I couldn’t get myself off the floor partly because the pain was too intense and partly because of all the blood that was now in my eyes. I tried but I just couldn’t lift myself and Smokey’s barking and jumping around like a lunatic were not helping the situation. It was barely light outside, and I had to squint to see anything at all. I knew I should call my girlfriend because I needed to go to the hospital, but the phone was all the way through the bedroom, through the long hallway past the bathroom and then in the corner of the living room. I dragged myself through the house leaving blood everywhere as I crept to the phone and finally dialed her number.  

“You’re not gonna believe this, I’m bleeding. I fell off the fire escape, and..”

(Cutting me off) “Oh my God Is Smokey OK?”
“I’m fucking bleeding, he’s jumping all over me, HE’S FINE – I’m not OK!”

“Are you drunk?”

“Of course I’m drunk, what would I be doing on that fire escape if I was sober? It’s not even attached to the house! I need help over here. I can’t get off the floor”

“Go to bed and call me tomorrow – you’re so dramatic” and she hung up.

I think that’s the exact moment I knew that I would marry that girl.

I got Weezie’s answering machine next (she told me later that she was in bed hysterical laughing listening to me leave the message because all she could understand was me slurring “Hooka…Hooka…it’s not right…I fell off the fire escape…you have my keys…”

I finally got a friend to come over and take me to the hospital and a few hours later I was back in my bed with torn ligaments and a slight concussion after a good “talking to” from the doctor in the Emergency Room about drinking. I was so out of it that I was agreeing to his points and nodding to everything he said and didn’t realize that he was talking about me. I stupidly thought he was just making small talk about the way people drink when they’re in college.

I had just fallen asleep when I woke up to Weezie hysterical laughing as she stood above me dangling my keys. I tried to explain what happened, but she just kept laughing. She thought it was poetic justice for me leaving her alone at the Formal last night.

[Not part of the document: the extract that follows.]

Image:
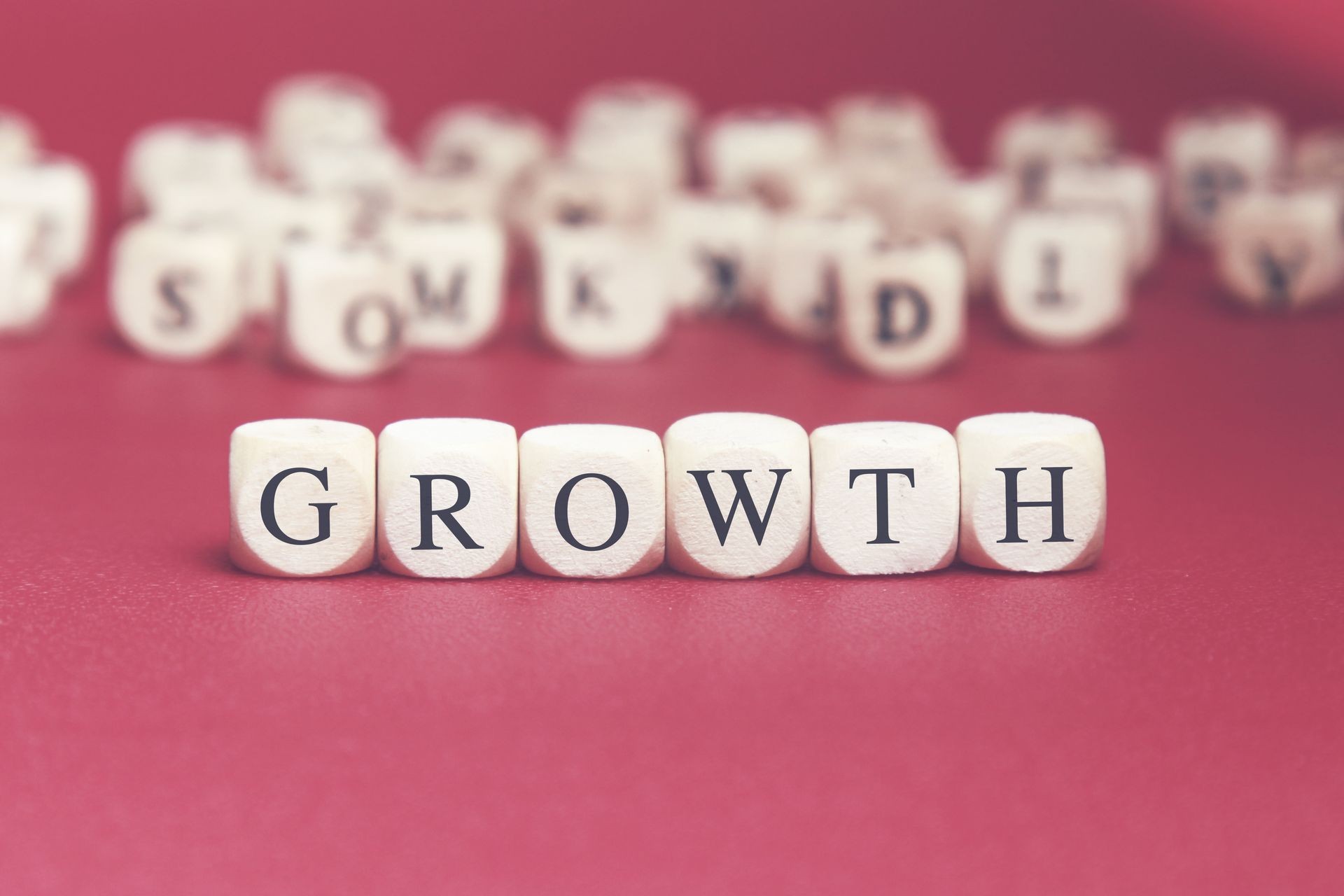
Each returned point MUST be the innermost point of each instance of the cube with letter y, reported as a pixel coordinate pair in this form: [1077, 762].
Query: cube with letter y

When my girlfriend came over, she couldn’t believe how seriously I was hurt. She thought I was just drunk and rambling on when I called her. I immediately forgave her because I was in love with her. I also immediately forgave her because no one else would take care of me and clean up my apartment and I was starving. I was heavily medicated that day but still made it out to the bars two nights later.

I wish I could say that night was a wakeup call for me and that I never got that drunk again, but that would be a lie. I had to leave school early and get an incomplete in all my classes and I looked like Mikhail Gorbachev with that big gash that went from my hairline to the top of my nose. I made scars trendy way before Harry Potter did but it didn’t go away for over two months and I had trouble with my left shoulder for much longer than that. I was in a sling and it was impossible to do anything for myself. I wish I could also say that was the last time that I got hurt while I was drunk (see broken ankle number one, broken ankle number two, St. Patrick’s Day 2009 when I fell face first into a brick wall and looked like Rhianna, etc.) As the saying goes: if you fall off the horse, you get right back on and I‘m pretty sure that applies to fire escapes too.